A similar method was used to solve the octic $x^8-x^7+29x^2+29 = 0$ in this post, though now one had to take square roots of its resolvent septic.

### A Tale of Three Solvable Octics

The following three cute irreducible octics are solvable,

$\text{(1)}\;\; x^8-5x-5 = 0$

$\text{(2)}\;\; x^8-44x-33 = 0$

$\text{(3)}\;\; x^8-x^7+29x^2+29 = 0$

However, each needs to be solved in a different way: they need a quadratic, quartic, and septic subfield, respectively.

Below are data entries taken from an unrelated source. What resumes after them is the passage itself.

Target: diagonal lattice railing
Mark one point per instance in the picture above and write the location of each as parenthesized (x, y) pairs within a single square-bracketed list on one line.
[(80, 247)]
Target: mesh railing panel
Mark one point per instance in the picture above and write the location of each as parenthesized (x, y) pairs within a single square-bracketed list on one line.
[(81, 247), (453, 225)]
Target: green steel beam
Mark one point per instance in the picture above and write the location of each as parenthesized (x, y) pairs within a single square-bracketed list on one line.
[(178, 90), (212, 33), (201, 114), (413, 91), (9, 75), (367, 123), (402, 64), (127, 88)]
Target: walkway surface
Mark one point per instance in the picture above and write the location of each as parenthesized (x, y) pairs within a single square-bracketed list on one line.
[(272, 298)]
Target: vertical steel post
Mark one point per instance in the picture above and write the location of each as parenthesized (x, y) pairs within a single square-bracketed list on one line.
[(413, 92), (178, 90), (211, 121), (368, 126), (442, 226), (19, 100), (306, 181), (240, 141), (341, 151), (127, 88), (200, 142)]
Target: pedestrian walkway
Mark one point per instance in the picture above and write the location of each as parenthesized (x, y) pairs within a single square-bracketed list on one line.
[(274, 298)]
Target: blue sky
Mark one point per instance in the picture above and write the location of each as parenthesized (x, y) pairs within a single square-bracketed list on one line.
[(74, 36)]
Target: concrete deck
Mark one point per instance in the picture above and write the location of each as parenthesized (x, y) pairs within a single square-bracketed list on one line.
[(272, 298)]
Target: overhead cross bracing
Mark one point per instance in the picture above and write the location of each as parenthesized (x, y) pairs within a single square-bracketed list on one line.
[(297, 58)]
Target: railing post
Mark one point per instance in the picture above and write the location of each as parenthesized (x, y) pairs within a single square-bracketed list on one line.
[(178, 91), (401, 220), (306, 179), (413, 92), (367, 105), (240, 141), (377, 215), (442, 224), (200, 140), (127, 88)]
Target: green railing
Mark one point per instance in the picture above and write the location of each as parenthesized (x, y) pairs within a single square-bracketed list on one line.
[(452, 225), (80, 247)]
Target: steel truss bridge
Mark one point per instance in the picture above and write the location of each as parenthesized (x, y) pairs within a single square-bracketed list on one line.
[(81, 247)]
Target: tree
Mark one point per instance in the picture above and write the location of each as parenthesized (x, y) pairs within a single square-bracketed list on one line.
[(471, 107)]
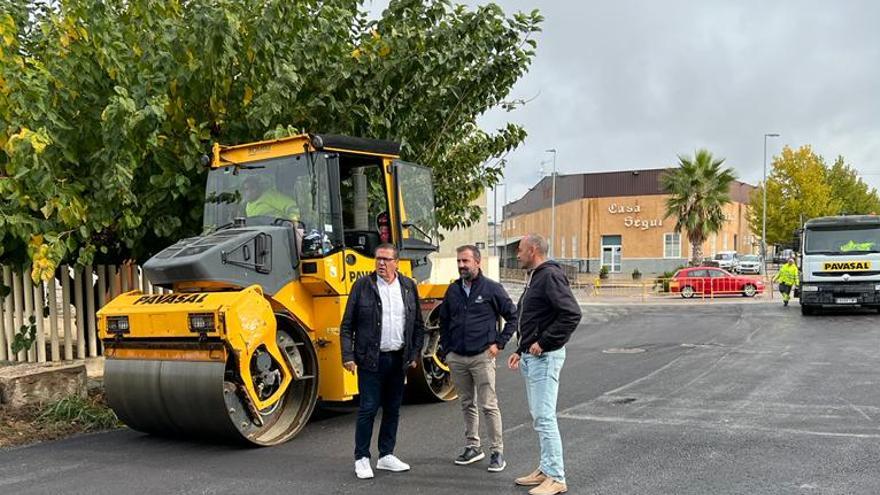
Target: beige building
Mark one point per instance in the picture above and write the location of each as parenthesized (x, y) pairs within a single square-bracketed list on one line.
[(617, 219)]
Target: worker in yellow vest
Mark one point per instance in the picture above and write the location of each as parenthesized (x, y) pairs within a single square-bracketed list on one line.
[(788, 278)]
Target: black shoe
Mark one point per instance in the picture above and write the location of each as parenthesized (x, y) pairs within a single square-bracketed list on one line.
[(469, 456), (496, 462)]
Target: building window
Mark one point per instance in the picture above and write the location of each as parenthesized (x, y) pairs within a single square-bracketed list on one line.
[(612, 250), (672, 245)]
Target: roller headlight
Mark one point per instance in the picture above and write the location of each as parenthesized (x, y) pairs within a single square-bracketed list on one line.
[(117, 324), (201, 322)]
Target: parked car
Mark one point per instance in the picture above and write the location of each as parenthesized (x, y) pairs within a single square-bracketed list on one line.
[(726, 259), (714, 281), (749, 263)]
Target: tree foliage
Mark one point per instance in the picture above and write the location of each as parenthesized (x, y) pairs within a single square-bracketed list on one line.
[(699, 189), (107, 105), (802, 186)]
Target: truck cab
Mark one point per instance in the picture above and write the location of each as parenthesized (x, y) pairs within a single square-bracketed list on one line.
[(840, 263)]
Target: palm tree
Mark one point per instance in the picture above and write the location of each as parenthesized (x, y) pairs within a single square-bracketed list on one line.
[(699, 189)]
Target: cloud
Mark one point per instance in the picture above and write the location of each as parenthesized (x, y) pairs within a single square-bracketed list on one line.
[(633, 84)]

The first is the easiest, it factors over $\sqrt{5}$ into two quartics.  The second does not factor over a square root extension, but factors into four quadratics,

$x^2+vx -(2v^3-7v^2+5v+33)/13 = 0$

where the coefficients are determined by the quartic,

$v^4+22v+22 = 0$

The command,

Resultant[x^2+vx -(2v^3-7v^2+5v+33)/13 , v^4+22v+22 ,v]

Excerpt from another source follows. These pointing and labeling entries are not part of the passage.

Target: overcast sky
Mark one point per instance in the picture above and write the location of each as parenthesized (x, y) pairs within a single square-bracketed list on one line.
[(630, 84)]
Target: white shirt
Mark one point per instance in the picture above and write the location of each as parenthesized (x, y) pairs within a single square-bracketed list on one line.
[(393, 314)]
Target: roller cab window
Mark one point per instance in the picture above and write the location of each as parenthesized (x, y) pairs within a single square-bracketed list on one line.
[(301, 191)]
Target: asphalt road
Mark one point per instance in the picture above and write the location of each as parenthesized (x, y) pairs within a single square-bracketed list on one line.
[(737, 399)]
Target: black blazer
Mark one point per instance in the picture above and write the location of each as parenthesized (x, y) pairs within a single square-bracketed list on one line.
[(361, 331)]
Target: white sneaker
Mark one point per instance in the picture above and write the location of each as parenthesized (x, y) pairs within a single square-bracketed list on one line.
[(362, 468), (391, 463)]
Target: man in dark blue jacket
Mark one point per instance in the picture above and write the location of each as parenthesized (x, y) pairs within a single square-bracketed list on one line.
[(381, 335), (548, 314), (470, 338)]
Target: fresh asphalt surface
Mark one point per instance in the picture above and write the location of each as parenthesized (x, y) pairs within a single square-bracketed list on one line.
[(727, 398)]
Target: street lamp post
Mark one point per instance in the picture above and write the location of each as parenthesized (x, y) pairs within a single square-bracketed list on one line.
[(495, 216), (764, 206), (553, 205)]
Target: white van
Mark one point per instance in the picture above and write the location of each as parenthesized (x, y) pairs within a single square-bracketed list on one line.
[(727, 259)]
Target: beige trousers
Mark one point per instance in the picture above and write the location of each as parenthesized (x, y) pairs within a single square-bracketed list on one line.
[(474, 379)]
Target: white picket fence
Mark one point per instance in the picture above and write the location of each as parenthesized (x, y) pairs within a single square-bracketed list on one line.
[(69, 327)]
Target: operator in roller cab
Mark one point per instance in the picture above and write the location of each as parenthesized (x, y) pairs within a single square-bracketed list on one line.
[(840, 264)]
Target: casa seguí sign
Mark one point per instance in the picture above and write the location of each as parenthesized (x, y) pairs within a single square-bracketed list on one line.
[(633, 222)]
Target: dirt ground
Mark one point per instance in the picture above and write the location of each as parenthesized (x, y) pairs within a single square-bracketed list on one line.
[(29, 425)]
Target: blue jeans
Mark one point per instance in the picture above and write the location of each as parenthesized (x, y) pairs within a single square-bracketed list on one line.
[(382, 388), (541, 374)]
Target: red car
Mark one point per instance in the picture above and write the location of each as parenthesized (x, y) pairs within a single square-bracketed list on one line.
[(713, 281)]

done in Mathematica or in www.wolframalpha.com will eliminate the variable v and recover [2].  The first two octics are by this author.  (Any other example for the second kind with small coefficients?)

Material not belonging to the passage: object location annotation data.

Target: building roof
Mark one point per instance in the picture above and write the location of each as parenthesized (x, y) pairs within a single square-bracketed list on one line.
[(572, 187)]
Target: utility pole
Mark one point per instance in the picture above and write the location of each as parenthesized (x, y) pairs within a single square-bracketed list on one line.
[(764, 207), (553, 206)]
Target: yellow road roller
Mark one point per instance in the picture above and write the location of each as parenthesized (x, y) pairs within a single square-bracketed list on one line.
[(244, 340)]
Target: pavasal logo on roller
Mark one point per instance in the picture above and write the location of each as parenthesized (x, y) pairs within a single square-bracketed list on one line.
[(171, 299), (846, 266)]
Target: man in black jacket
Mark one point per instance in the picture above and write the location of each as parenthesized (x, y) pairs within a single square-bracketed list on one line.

The third (by Igor Schein) is the hardest, as it needs a septic subfield. Interestingly though, the solution involves the 29th root of unity. Given,

$x^8-x^7+29x^2+29 = 0$

Then,

\begin{aligned} x_1 &= (1+(a-b-c-d+e-f-g))/8\\ x_2 &= (1-(a-b-c-d-e+f+g))/8\\ x_3&= (1-(a+b-c+d+e-f+g))/8\\ x_4&= (1+(a+b-c+d-e+f-g))/8\\ x_5&= (1-(a+b+c-d+e+f-g))/8\\ x_6&= (1+(a+b+c-d-e-f+g))/8\\ x_7&= (1-(a-b+c+d-e-f-g))/8\\ x_8&= (1+(a-b+c+d+e+f+g))/8 \end{aligned}

where the 7 constants {a, b, c, d, e, f, g} is the square root of the appropriate root $z_i$ of the solvable septic,

$z^7-7z^6-2763z^5-19523z^4+1946979z^3+34928043z^2+\\119557031z-3247^2 = 0$

namely,

\begin{aligned} a &\approx \sqrt{ -26.98}\\ b &\approx \sqrt{ -26.95}\\ c &\approx \sqrt{ -19.71}\\ d &\approx \sqrt{ -4.78}\\ e &\approx \sqrt{ 0.08}\\ f &\approx \sqrt{ 36.91}\\ g &\approx \sqrt{ 48.43}\\ \end{aligned}

Note that,

$(8x_3-1)+(8x_4-1)+(8x_5-1)+(8x_6-1) = -4e$

hence one can use the roots of this octic to express the roots of its resolvent septic, and vice versa.  In terms of radicals, Peter Montgomery expressed the septic roots $z_i$ as,

\begin{aligned}\tfrac{1}{4}(z-1) &= 2(w^{11}+w^{13}+w^{16}+w^{18})-2(w+w^{12}+w^{17}+w^{28})\\ &+(w^3+w^7+w^{22}+w^{26})-(w^2+w^5+w^{24}+w^{27})\\ &+(w^4+w^{10}+w^{19}+w^{25})-(w^8+w^9+w^{20}+w^{21}) \end{aligned}

where w is any complex root of unity (excluding w = 1) such that $w^{29}=1$. For example, $w = \exp(2\pi i\cdot4/29)$ will yield the value for $z_1 \approx -26.98$,  and so on.